Barnes: There is a sense of conspiracy out there. A sense that somehow you are acting to protect Delta.
Perl: I understand that whether it is Facebook or any other blogs – it’s a natural outgrowth of frustration on increasingly higher barriers. There is the reality about why is it happening and what is being done about it. … We’ve had more air service per capita than any other community in the United States. Historically we’ve had higher fares. That’s been a historical fact.
Brockman: Federal law requires me to have fair and equitable competition among any airline that wants to operate. If they want to serve, I need to make space available and I need to charge them the same rate I charge everyone else. … When I first arrived in Memphis nine years ago, one of the first things we had to do to meet federal law was to file a competition plan. Any airport that has a hub that dominated more than 75 percent of its flight activity had to file a competition plan. The plan had to provide proactive and compelling evidence to show that the airport would accommodate any and all airlines that wanted to come in or expand operations.”
Barnes: What do you say to business leaders who say they’re just going to move their executives if the airfares don’t get better?

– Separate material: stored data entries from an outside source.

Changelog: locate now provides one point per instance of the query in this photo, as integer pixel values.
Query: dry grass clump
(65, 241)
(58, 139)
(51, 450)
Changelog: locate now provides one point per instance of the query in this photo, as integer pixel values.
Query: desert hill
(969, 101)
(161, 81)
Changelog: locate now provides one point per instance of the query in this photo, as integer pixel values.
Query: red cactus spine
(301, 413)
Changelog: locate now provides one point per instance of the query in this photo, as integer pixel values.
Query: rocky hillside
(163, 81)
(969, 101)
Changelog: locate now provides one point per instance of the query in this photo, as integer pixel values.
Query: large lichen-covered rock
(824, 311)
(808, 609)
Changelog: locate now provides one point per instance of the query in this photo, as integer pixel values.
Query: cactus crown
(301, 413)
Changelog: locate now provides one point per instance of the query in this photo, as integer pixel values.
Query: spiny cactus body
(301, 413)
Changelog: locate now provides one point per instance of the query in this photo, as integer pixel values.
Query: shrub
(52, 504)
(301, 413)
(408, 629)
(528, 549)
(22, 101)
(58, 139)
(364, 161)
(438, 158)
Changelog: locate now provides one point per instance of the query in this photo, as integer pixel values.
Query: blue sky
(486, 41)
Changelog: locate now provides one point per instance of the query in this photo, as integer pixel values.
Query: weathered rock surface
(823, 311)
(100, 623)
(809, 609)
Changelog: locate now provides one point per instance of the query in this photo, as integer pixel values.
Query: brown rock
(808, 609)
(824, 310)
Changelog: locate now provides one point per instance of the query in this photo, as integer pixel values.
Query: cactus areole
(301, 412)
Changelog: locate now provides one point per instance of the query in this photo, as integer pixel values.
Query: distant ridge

Perl: I think everyone shares a concern about high fares. The business community is somewhat different in that the speed of getting somewhere and getting back is of critical importance. In terms of economic development activities, Mitsubishi said during the courtship – one of the first questions asked was is there nonstop air service. … Whether you have robust air service is the driver to site location consultants. Fares are an ingredient of the overall analysis. … The fares are a legitimate consideration and that’s why our focus has been on recruitment, competition. Is it hurting us? The answer is yes, but that’s not the only question. What are the overall benefits to this airport to have this robust air service we have?